An MCP server does not appear to work

Check that:

  • The server is enabled.
  • The command or URL is correct.
  • Required environment values or headers are present.
  • Any local server dependencies are installed.
  • Any required local service is running.
  • The server can start or respond outside WizardGenie.
  • You clicked Refresh after external changes.

Imported MCP JSON fails

Make sure the pasted text is valid JSON and contains recognizable server definitions. If import succeeds but a server does not connect, edit the imported server and verify its transport settings.

A skill is not affecting the agent

Enabled skills load on the next chat turn. If you just enabled or edited a skill, send a new message. Also check that the skill is toggled on and that its instructions are clear enough for the agent to apply.

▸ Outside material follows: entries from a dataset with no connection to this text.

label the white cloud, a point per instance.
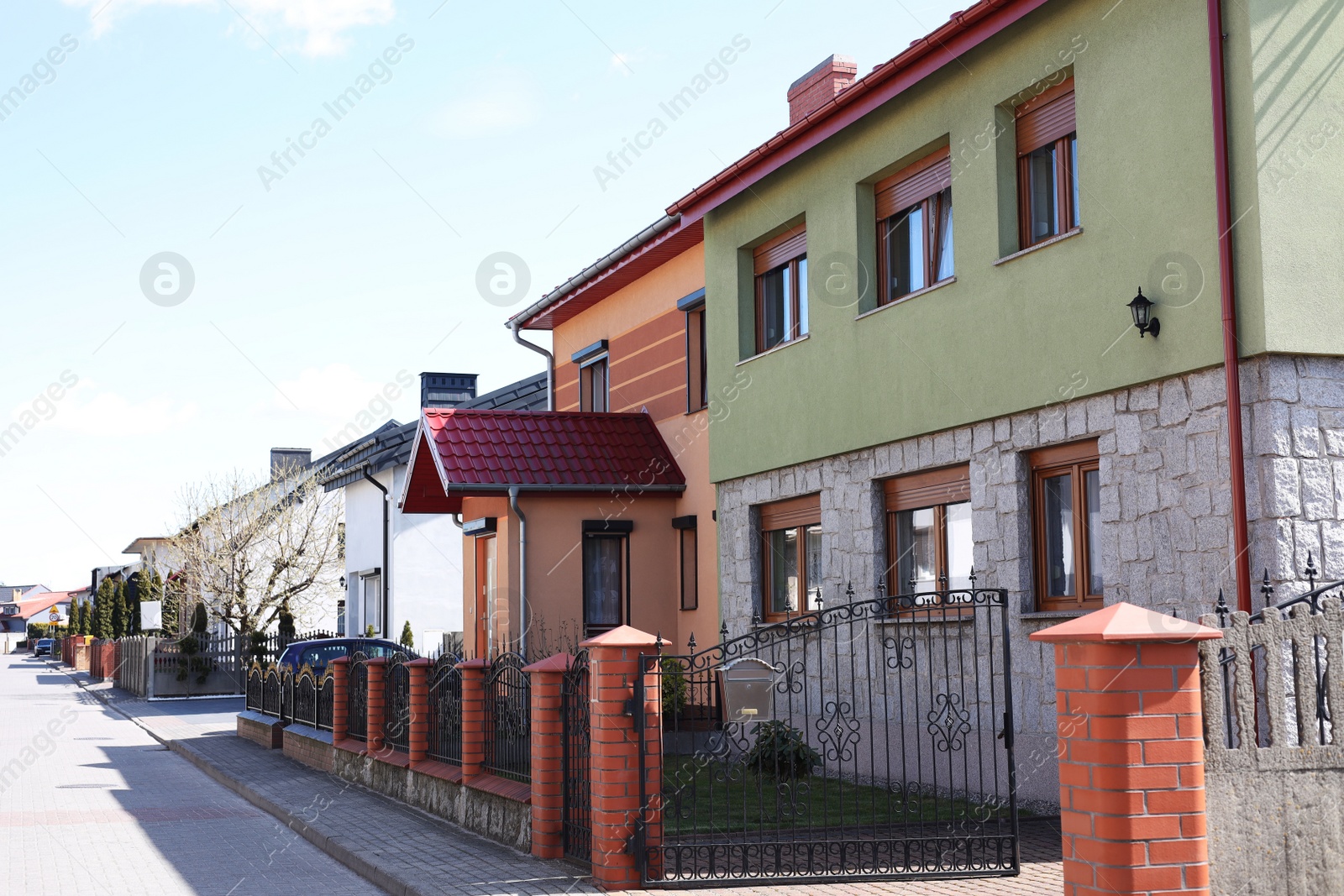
(87, 409)
(487, 109)
(313, 27)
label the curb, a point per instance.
(346, 856)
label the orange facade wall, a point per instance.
(555, 564)
(647, 344)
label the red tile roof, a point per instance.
(467, 452)
(40, 604)
(963, 33)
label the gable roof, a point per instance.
(963, 33)
(390, 445)
(461, 453)
(636, 257)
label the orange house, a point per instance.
(601, 512)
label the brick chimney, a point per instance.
(819, 86)
(284, 461)
(447, 390)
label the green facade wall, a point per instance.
(1046, 327)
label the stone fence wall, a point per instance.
(1274, 765)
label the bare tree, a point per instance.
(248, 547)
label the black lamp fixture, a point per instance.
(1142, 308)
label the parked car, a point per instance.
(323, 651)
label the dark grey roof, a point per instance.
(524, 396)
(391, 443)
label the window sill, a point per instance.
(777, 348)
(1068, 234)
(1046, 616)
(907, 297)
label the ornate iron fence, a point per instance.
(326, 703)
(270, 692)
(255, 688)
(1267, 681)
(445, 711)
(871, 739)
(575, 762)
(396, 703)
(304, 691)
(508, 696)
(356, 705)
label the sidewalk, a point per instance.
(407, 852)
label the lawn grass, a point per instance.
(702, 801)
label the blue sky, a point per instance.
(316, 289)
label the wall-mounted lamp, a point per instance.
(1142, 308)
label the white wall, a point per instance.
(427, 562)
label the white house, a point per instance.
(407, 567)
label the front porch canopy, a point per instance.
(468, 453)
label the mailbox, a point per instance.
(748, 687)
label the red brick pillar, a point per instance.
(418, 710)
(340, 698)
(616, 665)
(548, 743)
(1131, 752)
(475, 718)
(374, 716)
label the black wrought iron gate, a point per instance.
(575, 768)
(874, 743)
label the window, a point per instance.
(914, 228)
(1047, 165)
(696, 362)
(606, 574)
(781, 289)
(593, 385)
(371, 598)
(1066, 526)
(929, 532)
(689, 562)
(790, 553)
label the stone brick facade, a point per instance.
(1166, 508)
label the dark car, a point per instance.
(319, 653)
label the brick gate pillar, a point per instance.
(1131, 752)
(374, 715)
(615, 668)
(548, 746)
(340, 699)
(418, 710)
(475, 718)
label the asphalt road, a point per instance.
(91, 804)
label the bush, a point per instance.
(783, 752)
(676, 689)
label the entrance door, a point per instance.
(490, 627)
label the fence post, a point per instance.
(340, 699)
(617, 815)
(418, 710)
(1131, 752)
(475, 718)
(548, 743)
(376, 705)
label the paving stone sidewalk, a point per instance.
(405, 851)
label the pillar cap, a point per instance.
(622, 637)
(1124, 622)
(558, 663)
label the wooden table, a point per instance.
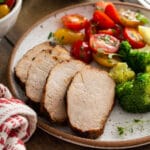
(33, 10)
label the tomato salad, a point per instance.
(100, 37)
(6, 6)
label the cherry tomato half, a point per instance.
(103, 20)
(81, 50)
(105, 60)
(112, 12)
(109, 31)
(74, 21)
(66, 36)
(90, 29)
(134, 37)
(101, 5)
(10, 3)
(128, 18)
(104, 43)
(4, 10)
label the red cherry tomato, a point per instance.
(101, 5)
(109, 31)
(118, 32)
(81, 50)
(134, 37)
(74, 21)
(10, 3)
(104, 43)
(90, 29)
(112, 12)
(103, 20)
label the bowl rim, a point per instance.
(16, 7)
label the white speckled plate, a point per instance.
(136, 133)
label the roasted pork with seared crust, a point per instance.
(24, 63)
(57, 86)
(40, 68)
(90, 99)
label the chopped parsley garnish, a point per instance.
(141, 18)
(137, 120)
(2, 1)
(121, 130)
(51, 35)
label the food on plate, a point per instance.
(82, 51)
(90, 99)
(112, 12)
(133, 37)
(121, 73)
(23, 65)
(75, 22)
(56, 88)
(104, 43)
(138, 60)
(70, 89)
(130, 18)
(107, 60)
(134, 96)
(40, 68)
(6, 6)
(67, 36)
(144, 31)
(102, 20)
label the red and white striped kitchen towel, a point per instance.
(17, 121)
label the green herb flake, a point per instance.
(137, 120)
(141, 18)
(100, 50)
(2, 1)
(81, 48)
(51, 34)
(121, 130)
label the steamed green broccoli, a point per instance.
(137, 59)
(121, 72)
(134, 96)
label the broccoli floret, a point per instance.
(121, 73)
(134, 96)
(137, 59)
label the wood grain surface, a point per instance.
(33, 10)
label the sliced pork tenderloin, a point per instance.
(40, 68)
(56, 88)
(90, 99)
(24, 63)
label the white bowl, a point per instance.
(7, 22)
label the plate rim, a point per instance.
(53, 131)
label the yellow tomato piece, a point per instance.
(104, 60)
(128, 18)
(4, 10)
(145, 33)
(66, 36)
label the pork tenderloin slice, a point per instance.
(56, 88)
(39, 70)
(90, 100)
(24, 63)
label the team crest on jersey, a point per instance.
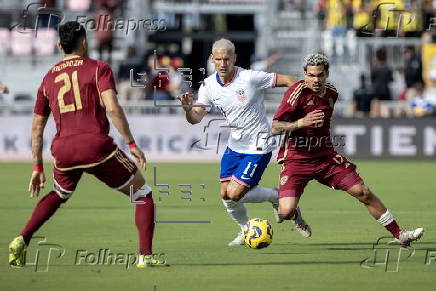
(331, 102)
(240, 94)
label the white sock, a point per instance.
(237, 211)
(259, 194)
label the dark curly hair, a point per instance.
(69, 35)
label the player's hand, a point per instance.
(36, 183)
(139, 156)
(186, 99)
(314, 119)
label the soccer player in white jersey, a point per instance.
(239, 95)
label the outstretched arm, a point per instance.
(284, 81)
(193, 114)
(116, 113)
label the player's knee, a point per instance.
(234, 195)
(363, 194)
(286, 212)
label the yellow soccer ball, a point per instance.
(257, 233)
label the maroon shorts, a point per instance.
(332, 170)
(116, 172)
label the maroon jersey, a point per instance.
(71, 91)
(306, 142)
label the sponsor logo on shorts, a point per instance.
(240, 94)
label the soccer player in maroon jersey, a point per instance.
(79, 91)
(307, 151)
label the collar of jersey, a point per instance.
(228, 83)
(71, 57)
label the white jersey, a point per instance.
(241, 102)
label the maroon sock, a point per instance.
(144, 219)
(42, 212)
(393, 228)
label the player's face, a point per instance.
(224, 62)
(316, 77)
(85, 47)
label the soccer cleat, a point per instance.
(17, 252)
(408, 236)
(300, 225)
(145, 261)
(238, 241)
(275, 206)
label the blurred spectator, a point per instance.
(293, 5)
(412, 67)
(125, 89)
(321, 11)
(387, 15)
(160, 79)
(362, 22)
(398, 84)
(104, 29)
(412, 23)
(419, 106)
(362, 98)
(336, 23)
(429, 13)
(381, 78)
(3, 89)
(264, 64)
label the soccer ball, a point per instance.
(257, 233)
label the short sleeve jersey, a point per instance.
(241, 103)
(311, 142)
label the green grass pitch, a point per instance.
(97, 217)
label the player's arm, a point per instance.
(116, 114)
(193, 114)
(37, 179)
(312, 119)
(284, 81)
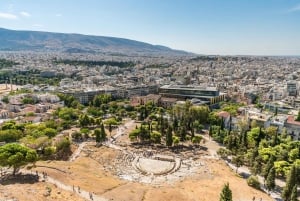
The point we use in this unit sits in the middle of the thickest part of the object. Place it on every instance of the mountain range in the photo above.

Too many skills make the agent less focused

Keep skills concise and targeted. Disable skills you do not currently need, and use the When to use field to clarify when a skill applies.

FAQ

Are MCP Servers project-specific?

No. The MCP Servers panel manages global configuration shared across projects.

Do disabled MCP servers get removed?

No. Disabling a server keeps it saved but prevents WizardGenie from making that server’s tools available to the agent.

Do disabled skills get deleted?

No. Disabled skills remain in your list and can be re-enabled later.

Can the chat agent manage MCP servers?

Yes. The MCP Servers panel notes that the WizardGenie chat agent can add and manage MCP servers. If it does, click Refresh in the MCP Servers panel to reload the latest configuration.

Can the Browser fill out forms?

The agent can click fields, type text, optionally clear existing text, and submit by pressing Enter. Some complex pages, login flows, captchas, or inaccessible controls may still require manual help.

Can the Browser use keyboard shortcuts?

Yes, the agent can press common keys and shortcuts when needed, such as Enter, Escape, Tab, arrow keys, delete/backspace, and modifier-key combinations.

When do skills apply?

Enabled skills load on your next chat turn after they are saved or toggled on.

Can I use Markdown in skill instructions?

Yes. Markdown is fine for skill instructions. Keep the content readable, specific, and focused on what you want the agent to do.